Ressalte-se, por fim, que a participação não admite, nem é passível de punição, na
modalidade tentada, uma vez que o art. 31, do CP, prevê que “o ajuste, a
determinação ou a instigação e o auxílio, salvo disposição expressa em contrário, não
são puníveis, se o crime não chega, pelo menos, a ser tentado”. Sendo assim, se o
partícipe estimula alguém a cometer uma determinada infração penal ou lhe
disponibiliza os meios necessários para exercer a conduta, mas o agente não vem
sequer a iniciar a prática do comportamento típico, a conduta do partícipe não poderá
ser enquadrada em nenhum tipo penal, ainda que apenas como “tentativa”.
Punibilidade no concurso de pessoas
A punibilidade no concurso de pessoas deverá se dar de acordo com o que prevê o art.
29, caput, do Código Penal, segundo o qual “quem, de qualquer modo, concorre para o
crime incide nas penas a este cominadas, na medida de sua culpabilidade”.
Como estudamos no capítulo acerca da culpabilidade, esta é entendida como o juízo
de reprovação, de censura, que se realiza sobre o agente ao qual se tiver imputado
uma conduta típica e ilícita.

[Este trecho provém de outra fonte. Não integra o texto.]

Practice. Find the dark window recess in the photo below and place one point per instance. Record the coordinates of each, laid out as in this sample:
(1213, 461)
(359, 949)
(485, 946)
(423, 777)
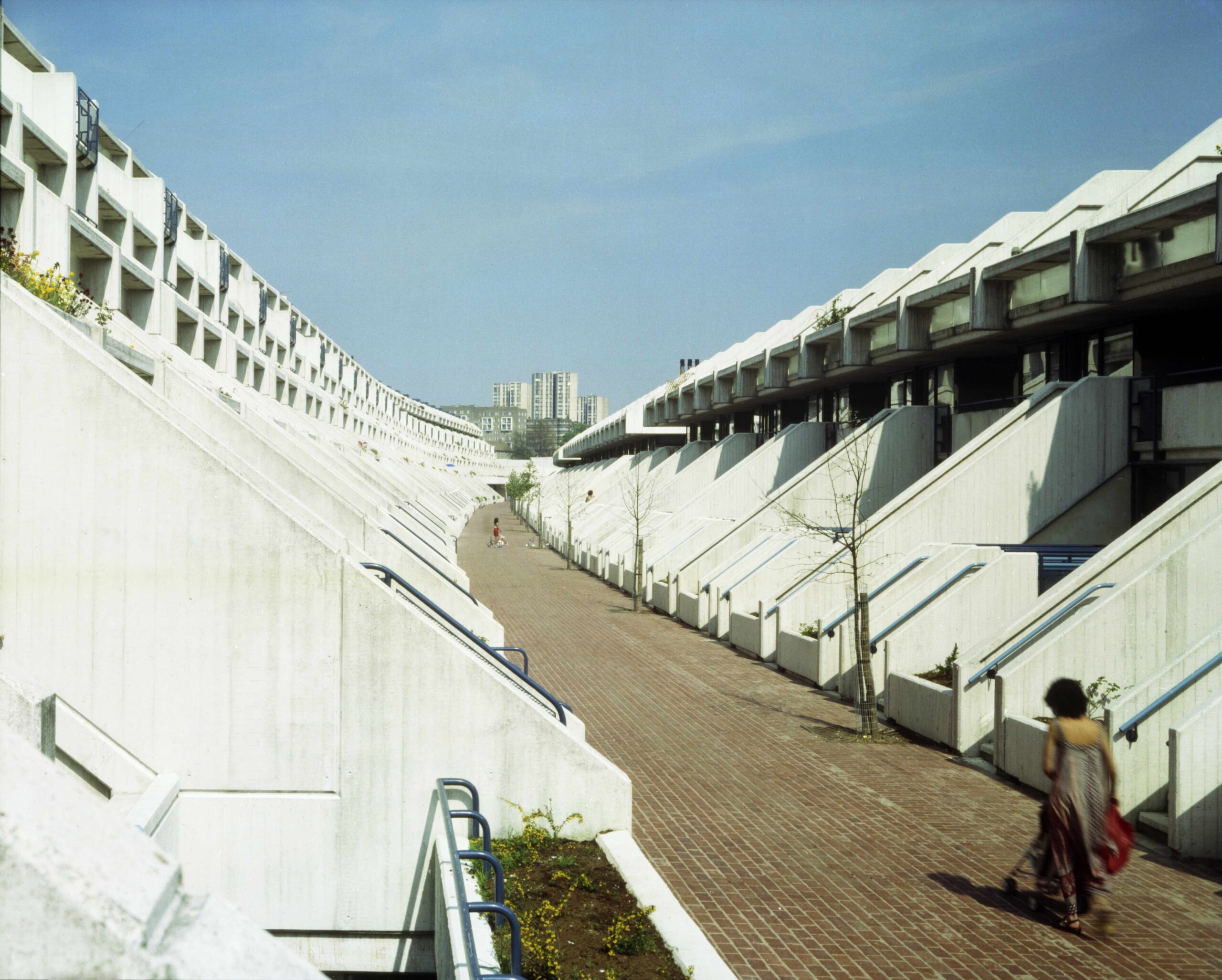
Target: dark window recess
(1056, 561)
(87, 130)
(1154, 484)
(1148, 416)
(171, 218)
(941, 433)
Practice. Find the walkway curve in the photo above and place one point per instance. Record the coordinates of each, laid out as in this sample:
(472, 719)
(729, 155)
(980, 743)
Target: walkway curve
(802, 856)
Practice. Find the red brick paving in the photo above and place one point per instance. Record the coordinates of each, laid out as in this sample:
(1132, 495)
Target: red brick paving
(802, 857)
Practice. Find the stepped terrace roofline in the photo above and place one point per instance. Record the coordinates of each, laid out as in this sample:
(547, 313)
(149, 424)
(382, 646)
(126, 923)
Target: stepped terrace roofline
(1105, 253)
(153, 258)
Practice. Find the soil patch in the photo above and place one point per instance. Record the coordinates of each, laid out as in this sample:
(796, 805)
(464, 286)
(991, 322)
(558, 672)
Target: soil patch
(579, 922)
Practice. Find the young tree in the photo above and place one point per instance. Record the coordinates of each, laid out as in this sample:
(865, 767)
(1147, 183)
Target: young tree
(542, 437)
(637, 490)
(569, 495)
(532, 490)
(848, 532)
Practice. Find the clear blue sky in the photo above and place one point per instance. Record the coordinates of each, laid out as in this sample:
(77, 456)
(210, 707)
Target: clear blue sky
(464, 193)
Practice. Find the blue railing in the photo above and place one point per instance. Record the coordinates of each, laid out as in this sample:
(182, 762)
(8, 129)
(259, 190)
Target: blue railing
(466, 909)
(405, 544)
(731, 562)
(741, 581)
(173, 210)
(87, 130)
(797, 587)
(830, 630)
(990, 669)
(417, 536)
(526, 659)
(431, 531)
(967, 570)
(390, 575)
(668, 551)
(1131, 726)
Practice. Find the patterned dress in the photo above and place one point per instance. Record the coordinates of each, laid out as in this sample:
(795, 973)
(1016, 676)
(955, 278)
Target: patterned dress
(1077, 815)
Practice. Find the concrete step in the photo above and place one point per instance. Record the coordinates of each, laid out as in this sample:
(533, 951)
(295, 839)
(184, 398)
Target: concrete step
(1154, 822)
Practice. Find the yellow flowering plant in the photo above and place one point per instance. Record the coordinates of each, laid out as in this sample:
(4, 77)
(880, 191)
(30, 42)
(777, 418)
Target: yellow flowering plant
(51, 285)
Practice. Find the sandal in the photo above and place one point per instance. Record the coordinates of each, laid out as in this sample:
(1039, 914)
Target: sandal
(1070, 924)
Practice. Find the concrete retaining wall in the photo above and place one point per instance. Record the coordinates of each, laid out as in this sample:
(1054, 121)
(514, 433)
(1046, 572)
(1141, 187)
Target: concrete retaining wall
(1195, 798)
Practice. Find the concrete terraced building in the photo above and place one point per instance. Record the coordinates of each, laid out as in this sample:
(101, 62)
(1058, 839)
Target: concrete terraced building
(1040, 413)
(236, 640)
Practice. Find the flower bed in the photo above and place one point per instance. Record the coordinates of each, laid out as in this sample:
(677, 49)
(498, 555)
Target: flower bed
(579, 922)
(49, 285)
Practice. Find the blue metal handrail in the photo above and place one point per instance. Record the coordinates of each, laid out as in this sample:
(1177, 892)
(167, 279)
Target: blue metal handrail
(967, 570)
(731, 562)
(668, 551)
(466, 909)
(421, 539)
(741, 581)
(405, 544)
(391, 575)
(431, 531)
(797, 587)
(526, 659)
(991, 667)
(1131, 726)
(830, 630)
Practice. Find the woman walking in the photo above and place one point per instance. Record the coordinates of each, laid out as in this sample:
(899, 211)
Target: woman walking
(1078, 760)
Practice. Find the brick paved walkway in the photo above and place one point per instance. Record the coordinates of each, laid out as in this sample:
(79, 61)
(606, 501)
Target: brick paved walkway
(800, 856)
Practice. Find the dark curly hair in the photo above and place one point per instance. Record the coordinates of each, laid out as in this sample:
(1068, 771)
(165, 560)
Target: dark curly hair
(1066, 698)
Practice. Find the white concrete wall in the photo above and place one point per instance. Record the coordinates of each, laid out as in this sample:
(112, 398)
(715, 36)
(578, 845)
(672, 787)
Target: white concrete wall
(211, 633)
(919, 706)
(1131, 632)
(1127, 559)
(1195, 802)
(1143, 767)
(357, 405)
(82, 895)
(1192, 421)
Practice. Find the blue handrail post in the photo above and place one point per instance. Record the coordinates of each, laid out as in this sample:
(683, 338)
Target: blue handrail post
(526, 659)
(882, 634)
(1131, 726)
(506, 913)
(474, 796)
(995, 664)
(477, 818)
(466, 909)
(494, 863)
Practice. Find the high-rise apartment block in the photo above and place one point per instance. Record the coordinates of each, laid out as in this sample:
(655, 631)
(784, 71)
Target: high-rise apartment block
(594, 409)
(554, 396)
(511, 395)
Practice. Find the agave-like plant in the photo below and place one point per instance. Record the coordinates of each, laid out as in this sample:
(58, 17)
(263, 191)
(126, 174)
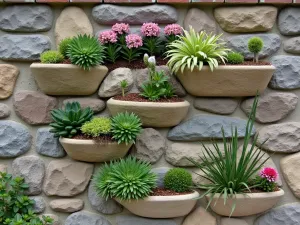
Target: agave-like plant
(67, 122)
(85, 51)
(193, 50)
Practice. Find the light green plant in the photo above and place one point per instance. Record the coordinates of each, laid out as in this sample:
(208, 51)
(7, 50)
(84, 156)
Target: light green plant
(255, 45)
(127, 179)
(67, 122)
(126, 127)
(178, 180)
(193, 50)
(85, 51)
(51, 57)
(97, 127)
(230, 175)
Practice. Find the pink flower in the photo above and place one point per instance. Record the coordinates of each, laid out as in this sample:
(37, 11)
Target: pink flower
(108, 36)
(174, 29)
(150, 29)
(269, 173)
(134, 41)
(121, 28)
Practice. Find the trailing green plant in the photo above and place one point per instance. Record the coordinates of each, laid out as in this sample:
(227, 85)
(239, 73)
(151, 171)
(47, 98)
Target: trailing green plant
(51, 57)
(97, 127)
(67, 122)
(15, 207)
(126, 179)
(125, 127)
(85, 51)
(64, 45)
(228, 173)
(235, 58)
(193, 50)
(178, 180)
(255, 45)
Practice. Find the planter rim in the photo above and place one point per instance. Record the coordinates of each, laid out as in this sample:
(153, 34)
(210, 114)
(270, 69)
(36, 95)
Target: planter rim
(170, 198)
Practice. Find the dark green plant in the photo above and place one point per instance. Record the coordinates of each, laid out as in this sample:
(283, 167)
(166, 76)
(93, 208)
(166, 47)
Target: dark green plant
(235, 58)
(64, 45)
(15, 207)
(229, 174)
(127, 179)
(97, 127)
(51, 57)
(178, 180)
(85, 51)
(125, 127)
(255, 45)
(67, 122)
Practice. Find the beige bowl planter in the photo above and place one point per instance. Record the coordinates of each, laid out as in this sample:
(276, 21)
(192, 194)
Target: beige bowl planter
(162, 206)
(246, 205)
(226, 81)
(67, 79)
(152, 114)
(93, 151)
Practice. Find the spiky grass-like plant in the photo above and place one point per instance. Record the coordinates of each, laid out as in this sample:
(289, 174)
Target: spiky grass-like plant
(85, 51)
(230, 174)
(127, 179)
(125, 127)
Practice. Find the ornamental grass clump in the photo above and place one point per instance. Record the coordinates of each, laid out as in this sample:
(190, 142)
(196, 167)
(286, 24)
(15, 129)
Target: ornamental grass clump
(126, 179)
(193, 50)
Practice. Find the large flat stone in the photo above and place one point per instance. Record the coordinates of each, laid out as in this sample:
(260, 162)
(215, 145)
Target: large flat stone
(289, 21)
(282, 138)
(108, 14)
(23, 47)
(244, 19)
(239, 43)
(32, 168)
(288, 214)
(15, 139)
(272, 106)
(287, 74)
(206, 127)
(26, 18)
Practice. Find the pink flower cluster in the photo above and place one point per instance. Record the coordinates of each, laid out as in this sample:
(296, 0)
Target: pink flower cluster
(108, 36)
(150, 29)
(173, 29)
(121, 28)
(134, 41)
(269, 173)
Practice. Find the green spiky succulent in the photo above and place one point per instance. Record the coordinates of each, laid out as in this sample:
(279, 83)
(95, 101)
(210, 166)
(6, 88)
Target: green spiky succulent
(85, 51)
(127, 179)
(67, 122)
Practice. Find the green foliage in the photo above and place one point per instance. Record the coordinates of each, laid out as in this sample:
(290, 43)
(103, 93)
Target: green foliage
(193, 50)
(97, 127)
(127, 179)
(85, 51)
(235, 58)
(51, 57)
(15, 207)
(229, 174)
(178, 180)
(64, 45)
(67, 122)
(125, 127)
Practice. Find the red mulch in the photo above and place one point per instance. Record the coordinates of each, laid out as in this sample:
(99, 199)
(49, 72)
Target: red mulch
(166, 192)
(135, 97)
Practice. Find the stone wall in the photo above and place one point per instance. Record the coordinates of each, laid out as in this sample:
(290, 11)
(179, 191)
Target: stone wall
(61, 186)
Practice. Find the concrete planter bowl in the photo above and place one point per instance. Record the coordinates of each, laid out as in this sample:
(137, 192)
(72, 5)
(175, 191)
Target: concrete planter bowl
(162, 206)
(246, 204)
(67, 79)
(227, 81)
(152, 114)
(92, 151)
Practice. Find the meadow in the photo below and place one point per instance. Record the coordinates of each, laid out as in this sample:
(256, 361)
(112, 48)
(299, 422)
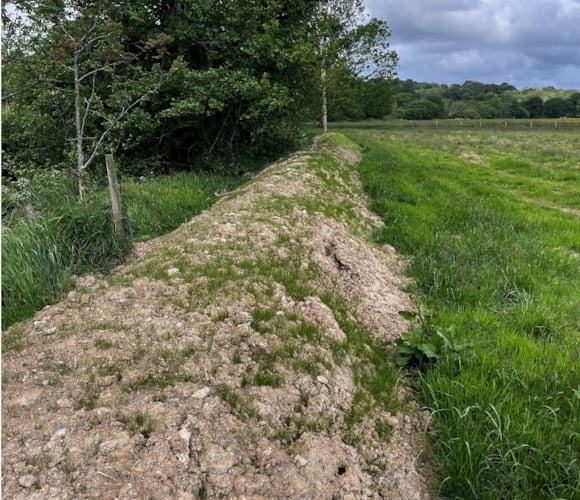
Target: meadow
(489, 219)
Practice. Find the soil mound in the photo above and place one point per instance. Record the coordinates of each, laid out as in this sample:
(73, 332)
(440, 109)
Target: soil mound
(244, 355)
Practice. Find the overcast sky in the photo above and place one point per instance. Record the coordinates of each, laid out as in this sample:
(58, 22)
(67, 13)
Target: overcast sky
(528, 43)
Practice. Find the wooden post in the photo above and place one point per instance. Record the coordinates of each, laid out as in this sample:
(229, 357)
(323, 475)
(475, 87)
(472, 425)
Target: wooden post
(115, 196)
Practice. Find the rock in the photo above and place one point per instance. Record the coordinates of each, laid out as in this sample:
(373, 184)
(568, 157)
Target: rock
(27, 481)
(59, 433)
(172, 271)
(202, 393)
(184, 434)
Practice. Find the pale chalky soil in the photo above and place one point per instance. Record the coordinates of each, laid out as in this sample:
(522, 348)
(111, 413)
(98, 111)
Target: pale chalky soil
(199, 369)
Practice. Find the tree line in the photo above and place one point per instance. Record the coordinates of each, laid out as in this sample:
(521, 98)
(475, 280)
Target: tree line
(174, 84)
(355, 99)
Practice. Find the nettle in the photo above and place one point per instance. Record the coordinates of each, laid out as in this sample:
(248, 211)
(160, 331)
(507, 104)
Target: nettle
(425, 343)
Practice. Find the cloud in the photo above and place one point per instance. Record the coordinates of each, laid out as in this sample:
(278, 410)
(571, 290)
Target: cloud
(524, 42)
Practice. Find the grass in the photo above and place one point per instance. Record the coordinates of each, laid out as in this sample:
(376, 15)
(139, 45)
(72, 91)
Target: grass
(489, 257)
(40, 258)
(160, 205)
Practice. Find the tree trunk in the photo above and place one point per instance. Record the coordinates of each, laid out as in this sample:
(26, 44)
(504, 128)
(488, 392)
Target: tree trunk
(324, 104)
(79, 129)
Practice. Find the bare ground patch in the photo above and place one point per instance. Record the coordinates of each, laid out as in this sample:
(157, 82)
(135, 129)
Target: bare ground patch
(228, 359)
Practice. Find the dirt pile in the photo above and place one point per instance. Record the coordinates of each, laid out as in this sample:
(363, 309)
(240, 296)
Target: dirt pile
(242, 356)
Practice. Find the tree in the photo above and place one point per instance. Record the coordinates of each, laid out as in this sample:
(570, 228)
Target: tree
(535, 106)
(70, 51)
(347, 38)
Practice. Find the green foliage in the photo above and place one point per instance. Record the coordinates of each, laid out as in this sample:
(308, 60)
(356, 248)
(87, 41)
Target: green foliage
(504, 270)
(425, 343)
(67, 237)
(158, 205)
(164, 84)
(39, 258)
(475, 100)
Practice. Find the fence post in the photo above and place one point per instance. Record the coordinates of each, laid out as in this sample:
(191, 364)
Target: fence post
(115, 196)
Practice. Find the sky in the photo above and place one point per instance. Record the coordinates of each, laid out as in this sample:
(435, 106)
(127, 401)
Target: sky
(528, 43)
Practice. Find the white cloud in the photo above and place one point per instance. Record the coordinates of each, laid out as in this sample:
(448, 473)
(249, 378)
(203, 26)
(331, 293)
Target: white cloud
(529, 41)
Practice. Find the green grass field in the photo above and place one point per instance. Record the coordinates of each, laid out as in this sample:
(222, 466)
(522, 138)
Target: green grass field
(490, 220)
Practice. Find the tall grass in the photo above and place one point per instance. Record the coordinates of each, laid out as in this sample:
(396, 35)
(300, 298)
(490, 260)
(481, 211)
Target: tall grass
(506, 272)
(159, 205)
(39, 258)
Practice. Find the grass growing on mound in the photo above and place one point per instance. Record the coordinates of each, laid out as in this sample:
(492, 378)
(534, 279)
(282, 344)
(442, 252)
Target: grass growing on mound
(505, 271)
(39, 258)
(160, 205)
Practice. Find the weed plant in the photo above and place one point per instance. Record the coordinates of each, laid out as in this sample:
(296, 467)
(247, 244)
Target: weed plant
(504, 269)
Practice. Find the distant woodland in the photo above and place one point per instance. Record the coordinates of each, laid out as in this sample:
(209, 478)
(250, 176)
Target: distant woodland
(355, 99)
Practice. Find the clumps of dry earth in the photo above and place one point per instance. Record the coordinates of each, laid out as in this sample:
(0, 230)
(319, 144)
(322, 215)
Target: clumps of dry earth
(245, 355)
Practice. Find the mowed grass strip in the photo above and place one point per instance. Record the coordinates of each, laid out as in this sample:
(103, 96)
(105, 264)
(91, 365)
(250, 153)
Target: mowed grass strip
(506, 273)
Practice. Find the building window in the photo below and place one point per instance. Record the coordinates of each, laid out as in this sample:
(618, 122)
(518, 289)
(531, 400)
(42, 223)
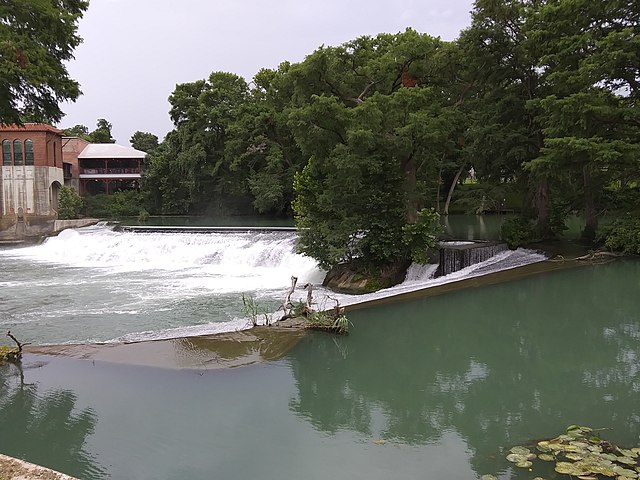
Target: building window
(6, 152)
(28, 152)
(17, 152)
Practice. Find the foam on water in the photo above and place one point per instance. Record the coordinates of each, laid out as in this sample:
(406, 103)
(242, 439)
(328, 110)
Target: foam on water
(96, 284)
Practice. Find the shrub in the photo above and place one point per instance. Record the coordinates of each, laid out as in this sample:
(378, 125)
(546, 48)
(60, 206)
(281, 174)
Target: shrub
(69, 203)
(516, 232)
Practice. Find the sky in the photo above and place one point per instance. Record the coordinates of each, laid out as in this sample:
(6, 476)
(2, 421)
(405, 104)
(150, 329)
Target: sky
(134, 52)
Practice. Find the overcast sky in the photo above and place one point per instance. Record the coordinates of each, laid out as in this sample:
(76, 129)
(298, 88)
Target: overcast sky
(136, 51)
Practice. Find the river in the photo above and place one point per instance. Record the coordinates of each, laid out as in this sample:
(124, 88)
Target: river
(437, 387)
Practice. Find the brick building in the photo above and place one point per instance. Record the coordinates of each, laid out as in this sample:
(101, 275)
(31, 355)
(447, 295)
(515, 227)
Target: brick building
(31, 178)
(71, 148)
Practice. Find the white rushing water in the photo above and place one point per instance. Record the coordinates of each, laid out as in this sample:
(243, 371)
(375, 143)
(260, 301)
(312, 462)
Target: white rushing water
(98, 285)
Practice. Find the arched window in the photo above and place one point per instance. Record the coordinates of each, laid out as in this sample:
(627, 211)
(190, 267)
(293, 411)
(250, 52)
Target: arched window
(6, 152)
(17, 152)
(28, 152)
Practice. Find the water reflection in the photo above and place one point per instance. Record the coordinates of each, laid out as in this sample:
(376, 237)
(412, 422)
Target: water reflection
(499, 365)
(45, 427)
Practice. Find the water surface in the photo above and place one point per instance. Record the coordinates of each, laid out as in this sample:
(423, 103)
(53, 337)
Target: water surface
(433, 388)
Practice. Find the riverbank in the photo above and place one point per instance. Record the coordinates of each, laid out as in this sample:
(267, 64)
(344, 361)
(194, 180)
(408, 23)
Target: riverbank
(15, 469)
(266, 343)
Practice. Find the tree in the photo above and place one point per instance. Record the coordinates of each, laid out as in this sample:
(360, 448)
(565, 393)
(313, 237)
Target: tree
(189, 172)
(374, 135)
(80, 131)
(591, 63)
(144, 141)
(36, 39)
(69, 204)
(102, 133)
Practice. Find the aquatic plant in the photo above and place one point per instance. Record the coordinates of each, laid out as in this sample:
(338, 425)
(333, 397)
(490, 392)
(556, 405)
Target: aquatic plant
(581, 453)
(253, 310)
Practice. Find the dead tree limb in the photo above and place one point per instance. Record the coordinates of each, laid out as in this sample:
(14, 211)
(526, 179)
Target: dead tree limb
(20, 345)
(308, 307)
(287, 305)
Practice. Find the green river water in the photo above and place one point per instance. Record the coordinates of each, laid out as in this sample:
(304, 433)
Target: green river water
(434, 388)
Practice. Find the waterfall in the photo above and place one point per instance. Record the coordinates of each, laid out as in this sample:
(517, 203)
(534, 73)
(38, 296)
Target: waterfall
(456, 256)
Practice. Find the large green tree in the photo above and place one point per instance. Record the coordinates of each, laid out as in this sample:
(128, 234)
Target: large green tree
(590, 59)
(374, 120)
(189, 173)
(36, 39)
(144, 141)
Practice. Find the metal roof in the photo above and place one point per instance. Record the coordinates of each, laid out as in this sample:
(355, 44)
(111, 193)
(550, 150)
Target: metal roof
(110, 150)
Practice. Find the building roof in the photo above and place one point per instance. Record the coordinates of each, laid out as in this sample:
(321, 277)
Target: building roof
(110, 150)
(30, 127)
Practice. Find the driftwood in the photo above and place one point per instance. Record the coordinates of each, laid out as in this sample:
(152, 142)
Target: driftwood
(12, 354)
(287, 305)
(598, 256)
(308, 306)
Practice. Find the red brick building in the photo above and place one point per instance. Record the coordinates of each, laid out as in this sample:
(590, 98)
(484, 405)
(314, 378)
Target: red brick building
(71, 148)
(31, 179)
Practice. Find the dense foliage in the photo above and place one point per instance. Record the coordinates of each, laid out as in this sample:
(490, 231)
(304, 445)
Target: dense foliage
(102, 133)
(37, 38)
(533, 108)
(69, 203)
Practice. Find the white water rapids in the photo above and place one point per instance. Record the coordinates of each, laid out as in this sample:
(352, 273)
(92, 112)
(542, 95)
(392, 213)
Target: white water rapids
(98, 285)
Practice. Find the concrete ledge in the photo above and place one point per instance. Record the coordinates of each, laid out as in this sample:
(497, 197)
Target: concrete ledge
(60, 225)
(14, 469)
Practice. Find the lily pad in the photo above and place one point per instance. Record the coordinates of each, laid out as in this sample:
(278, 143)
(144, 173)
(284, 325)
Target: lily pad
(516, 458)
(629, 452)
(572, 469)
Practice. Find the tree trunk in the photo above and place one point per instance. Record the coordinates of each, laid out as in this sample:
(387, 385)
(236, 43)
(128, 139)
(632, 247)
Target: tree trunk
(452, 188)
(590, 213)
(541, 204)
(438, 190)
(411, 176)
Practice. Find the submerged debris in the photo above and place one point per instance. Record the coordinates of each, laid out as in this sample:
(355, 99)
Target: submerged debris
(11, 354)
(581, 453)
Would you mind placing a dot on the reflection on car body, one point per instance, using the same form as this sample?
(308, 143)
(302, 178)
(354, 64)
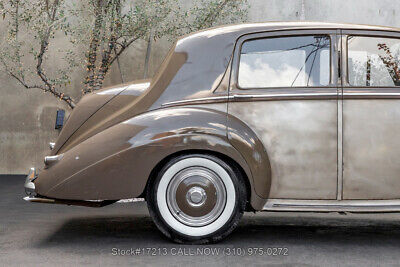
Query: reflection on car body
(252, 117)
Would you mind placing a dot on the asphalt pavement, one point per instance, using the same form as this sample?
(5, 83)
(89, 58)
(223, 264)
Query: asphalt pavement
(34, 234)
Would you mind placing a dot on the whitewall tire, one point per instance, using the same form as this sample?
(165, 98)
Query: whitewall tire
(196, 199)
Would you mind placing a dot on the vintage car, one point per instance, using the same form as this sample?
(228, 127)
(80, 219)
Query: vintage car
(253, 117)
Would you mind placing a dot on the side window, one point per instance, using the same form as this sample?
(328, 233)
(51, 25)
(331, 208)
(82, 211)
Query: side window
(373, 61)
(297, 61)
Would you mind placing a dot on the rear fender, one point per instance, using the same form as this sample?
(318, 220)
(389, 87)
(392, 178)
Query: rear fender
(117, 162)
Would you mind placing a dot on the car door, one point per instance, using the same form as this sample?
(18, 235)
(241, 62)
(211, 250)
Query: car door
(371, 115)
(283, 86)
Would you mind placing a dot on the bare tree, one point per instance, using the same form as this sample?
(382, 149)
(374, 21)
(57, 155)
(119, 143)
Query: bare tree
(105, 28)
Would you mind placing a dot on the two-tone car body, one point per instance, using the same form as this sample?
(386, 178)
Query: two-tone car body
(252, 117)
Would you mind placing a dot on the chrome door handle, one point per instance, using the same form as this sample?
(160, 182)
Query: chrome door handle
(242, 97)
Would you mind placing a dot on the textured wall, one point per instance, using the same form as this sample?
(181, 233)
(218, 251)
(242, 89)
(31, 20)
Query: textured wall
(27, 117)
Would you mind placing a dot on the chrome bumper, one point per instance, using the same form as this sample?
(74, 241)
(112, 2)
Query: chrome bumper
(29, 185)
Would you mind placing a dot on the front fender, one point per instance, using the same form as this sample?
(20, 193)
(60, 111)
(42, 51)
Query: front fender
(116, 163)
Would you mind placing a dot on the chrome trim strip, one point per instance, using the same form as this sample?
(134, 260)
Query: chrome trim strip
(245, 97)
(52, 159)
(281, 96)
(340, 149)
(276, 96)
(332, 205)
(52, 145)
(370, 94)
(197, 101)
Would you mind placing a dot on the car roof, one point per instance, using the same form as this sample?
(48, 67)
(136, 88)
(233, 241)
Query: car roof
(238, 29)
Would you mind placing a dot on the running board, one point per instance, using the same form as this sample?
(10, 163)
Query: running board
(332, 205)
(85, 203)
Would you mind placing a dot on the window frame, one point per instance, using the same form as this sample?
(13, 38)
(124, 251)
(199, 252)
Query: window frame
(345, 54)
(330, 33)
(346, 40)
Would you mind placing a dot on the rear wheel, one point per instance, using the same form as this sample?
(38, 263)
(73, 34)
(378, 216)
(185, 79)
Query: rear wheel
(197, 199)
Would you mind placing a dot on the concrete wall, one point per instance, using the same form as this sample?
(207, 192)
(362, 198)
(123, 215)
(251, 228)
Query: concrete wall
(27, 117)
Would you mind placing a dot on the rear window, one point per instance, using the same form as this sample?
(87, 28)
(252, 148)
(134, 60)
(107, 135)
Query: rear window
(297, 61)
(373, 61)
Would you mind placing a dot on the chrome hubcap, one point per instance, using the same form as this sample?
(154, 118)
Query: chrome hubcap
(196, 196)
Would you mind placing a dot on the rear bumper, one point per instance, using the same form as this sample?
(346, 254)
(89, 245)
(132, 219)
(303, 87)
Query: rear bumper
(32, 196)
(29, 185)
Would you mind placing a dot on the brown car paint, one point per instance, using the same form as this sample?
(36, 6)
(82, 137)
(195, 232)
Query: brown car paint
(112, 153)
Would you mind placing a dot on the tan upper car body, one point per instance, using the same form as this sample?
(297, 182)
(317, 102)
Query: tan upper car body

Sendo assim, no que concerne ao concurso de pessoas,
admite-se a possibilidade de que cada um dos concorrentes, embora tenham
contribuído para a prática de um mesmo crime, sofram consequências (leia-se: penas)
distintas.
Tomemos emprestado o ótimo exemplo trazido pelo professor Rogério Greco, a fim de
elucidar o caso:
Suponhamos que A e B resolvam praticar um delito de furto. O primeiro, A, filho de
um rico fazendeiro, pretende cometer o delito por mero espírito de “aventura”; já o
segundo, desempregado há muito, pelo fato de não conseguir trazer, licitamente, o
sustento de sua família, resolve, numa demonstração de desespero, levar a efeito a
subtração, juntamente com A. Pergunta-se: as duas condutas merecem a mesma
censura, ou uma delas é mais reprovável do que a outra? (GRECO, 2017, p. 598)

Circunstâncias incomunicáveis
Nos termos do art. 30 do Código Penal, “não se comunicam as circunstâncias e as
condições de caráter pessoal, salvo quando elementares do crime”, ou seja, tanto as
circunstâncias agravantes (arts. 61 a 64 do Código Penal) e atenuantes (arts. 65 e 66 do
Código Penal), quanto as causas de aumento ou diminuição de pena, quando atinentes
a um dos sujeitos do crime (coautor ou partícipe), não serão estendidas aos demais,
ainda que se trate de uma circunstância benéfica, com exceção, todavia, de quando se
tratar de elementares do crime.
Por exemplo, suponhamos que A e B decidem, juntos, matar o pai de B – crime de
homicídio previsto no art. 121 do Código Penal. Neste caso, somente a pena de B será
aumentada em virtude da circunstância agravante prevista no art. 61, II, e, do CP, isto
é, ter cometido o crime contra o seu ascendente. Em outras palavras, a regra é a de
que as circunstâncias ou condições de um dos agentes – ou seja, as de caráter pessoal
– não se comunicarão aos demais.
Por outro lado, quando a circunstância é elementar ao crime, ela será estendida ao
coautor ou coparticipante, desde que este tenha tido conhecimento da circunstância.
Por exemplo, se A, na qualidade de funcionário público, e B, pessoa estranha à
Administração Pública, mas que tem conhecimento da profissão de A, decidem, juntos,
subtrair um item da repartição na qual A exerce suas funções, ambos serão
responsabilizados pelo crime de peculato-furto, previsto no art. 312, § 1º, do CP, muito
embora somente A seja funcionário público.